一旦接続を閉じてローカルの公開鍵を scp コマンドを用いて公開鍵をサーバーにアップロード.
$ scp ~/.ssh/id_rsa.pub admin@XXX.XXX.XXX.XXX:~/.ssh/authorized_keys id_rsa.pub 100% 408 0.4KB/s 00:00
作業用ユーザーでサーバーにログインし,登録した鍵のファイルのパーミッションを 600 に設定.
$ ssh admin@XXX.XXX.XXX.XXX -p xxxxx [admin@www****** ~]$ chmod 600 .ssh/authorized_keys
ssh の設定を公開鍵認証方式に切り替える.
[admin@www****** ~]$ sudo vi /etc/ssh/sshd_config We trust you have received the usual lecture from the local System Administrator. It usually boils down to these three things: #1) Respect the privacy of others. #2) Think before you type. #3) With great power comes great responsibility. [sudo] password for admin:
vi エディタで /etc/ssh/sshd_config を開き,以下のように書き換える.
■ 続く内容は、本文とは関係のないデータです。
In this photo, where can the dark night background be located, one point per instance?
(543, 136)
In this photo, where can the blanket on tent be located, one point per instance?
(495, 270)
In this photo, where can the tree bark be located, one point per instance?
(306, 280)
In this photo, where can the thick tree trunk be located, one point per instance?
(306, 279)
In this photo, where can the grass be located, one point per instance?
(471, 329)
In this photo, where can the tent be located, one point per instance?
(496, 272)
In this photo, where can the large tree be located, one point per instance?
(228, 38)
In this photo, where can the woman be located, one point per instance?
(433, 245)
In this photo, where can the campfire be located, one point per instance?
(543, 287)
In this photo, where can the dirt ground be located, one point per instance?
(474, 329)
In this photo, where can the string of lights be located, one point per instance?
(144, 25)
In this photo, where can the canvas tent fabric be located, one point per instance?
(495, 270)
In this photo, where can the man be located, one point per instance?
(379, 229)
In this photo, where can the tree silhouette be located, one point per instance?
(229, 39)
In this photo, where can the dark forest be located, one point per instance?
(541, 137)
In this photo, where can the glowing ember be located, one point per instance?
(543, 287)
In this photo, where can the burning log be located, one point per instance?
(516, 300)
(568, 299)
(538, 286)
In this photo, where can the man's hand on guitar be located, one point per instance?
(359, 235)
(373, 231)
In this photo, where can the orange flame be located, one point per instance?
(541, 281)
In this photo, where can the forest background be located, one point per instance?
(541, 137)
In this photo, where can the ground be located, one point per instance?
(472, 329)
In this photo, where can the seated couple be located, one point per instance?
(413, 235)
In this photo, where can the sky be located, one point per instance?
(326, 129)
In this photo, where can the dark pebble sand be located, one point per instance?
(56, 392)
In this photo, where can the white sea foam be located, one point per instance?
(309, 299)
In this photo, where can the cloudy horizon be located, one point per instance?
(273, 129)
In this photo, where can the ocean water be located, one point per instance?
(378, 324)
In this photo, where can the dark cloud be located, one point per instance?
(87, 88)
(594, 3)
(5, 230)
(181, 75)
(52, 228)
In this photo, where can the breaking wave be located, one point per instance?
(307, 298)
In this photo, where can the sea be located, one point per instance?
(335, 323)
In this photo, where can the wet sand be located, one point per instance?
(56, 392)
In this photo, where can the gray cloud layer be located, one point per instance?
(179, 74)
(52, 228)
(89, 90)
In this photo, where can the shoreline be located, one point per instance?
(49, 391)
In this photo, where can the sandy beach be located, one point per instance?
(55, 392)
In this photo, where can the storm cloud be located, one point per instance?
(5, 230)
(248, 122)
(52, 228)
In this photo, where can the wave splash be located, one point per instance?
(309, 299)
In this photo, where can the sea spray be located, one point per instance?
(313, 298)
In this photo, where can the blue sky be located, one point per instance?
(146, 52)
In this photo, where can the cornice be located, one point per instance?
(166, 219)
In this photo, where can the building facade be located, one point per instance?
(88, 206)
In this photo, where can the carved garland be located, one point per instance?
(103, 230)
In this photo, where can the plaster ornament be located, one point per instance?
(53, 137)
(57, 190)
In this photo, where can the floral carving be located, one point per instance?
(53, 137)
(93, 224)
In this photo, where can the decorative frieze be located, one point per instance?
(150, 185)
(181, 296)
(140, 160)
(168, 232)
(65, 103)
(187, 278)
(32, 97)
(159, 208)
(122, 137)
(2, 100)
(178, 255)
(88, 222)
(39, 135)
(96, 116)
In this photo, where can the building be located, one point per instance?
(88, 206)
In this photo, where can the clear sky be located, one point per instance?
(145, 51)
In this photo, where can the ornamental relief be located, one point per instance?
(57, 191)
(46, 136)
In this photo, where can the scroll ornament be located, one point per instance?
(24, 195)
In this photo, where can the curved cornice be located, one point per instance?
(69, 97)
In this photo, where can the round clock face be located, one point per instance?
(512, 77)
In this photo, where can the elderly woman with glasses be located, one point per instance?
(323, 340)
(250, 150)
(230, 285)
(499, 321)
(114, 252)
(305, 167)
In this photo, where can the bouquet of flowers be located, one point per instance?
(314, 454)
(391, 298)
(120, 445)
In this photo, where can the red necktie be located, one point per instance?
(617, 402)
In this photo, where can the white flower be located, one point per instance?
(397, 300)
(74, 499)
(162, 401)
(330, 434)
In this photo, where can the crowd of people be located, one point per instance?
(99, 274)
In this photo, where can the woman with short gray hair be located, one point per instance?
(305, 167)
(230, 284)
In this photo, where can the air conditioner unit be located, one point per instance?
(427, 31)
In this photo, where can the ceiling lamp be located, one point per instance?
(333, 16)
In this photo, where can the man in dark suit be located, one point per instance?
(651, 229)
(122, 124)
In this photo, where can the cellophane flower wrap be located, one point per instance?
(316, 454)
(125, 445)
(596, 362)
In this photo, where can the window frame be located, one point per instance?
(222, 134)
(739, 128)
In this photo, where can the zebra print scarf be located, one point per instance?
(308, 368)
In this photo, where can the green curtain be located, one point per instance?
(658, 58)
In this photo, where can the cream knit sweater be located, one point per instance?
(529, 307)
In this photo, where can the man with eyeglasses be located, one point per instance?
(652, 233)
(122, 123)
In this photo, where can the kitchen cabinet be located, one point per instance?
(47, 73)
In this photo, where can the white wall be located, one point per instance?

#PermitRootLogin yes ↓ PermitRootLogin no # rootでのログインを禁止
#PasswordAuthentication yes ↓ PasswordAuthentication no # パスワード認証を禁止
#PermitEmptyPasswords no ↓ PermitEmptyPasswords no # 空のパスワードを禁止
UsePAM yes ↓ UsePAM no # PAMのパスワード認証を禁止
ssh を再起動させて設定を適用.
[admin@www****** ~]$ sudo /etc/init.d/sshd restart [sudo] password for admin: sshd を停止中: [ OK ] sshd を起動中: [ OK ]
これでリモートコンソールからと秘密鍵を持った PC から作業用ユーザーでログインすることしかできなくなる.手順にミスがあると ssh でのログインが出来なくなるため注意.
念のためログインできることを確認.[admin@www****** ~]$ exit logout Connection to XXX.XXX.XXX.XXX closed.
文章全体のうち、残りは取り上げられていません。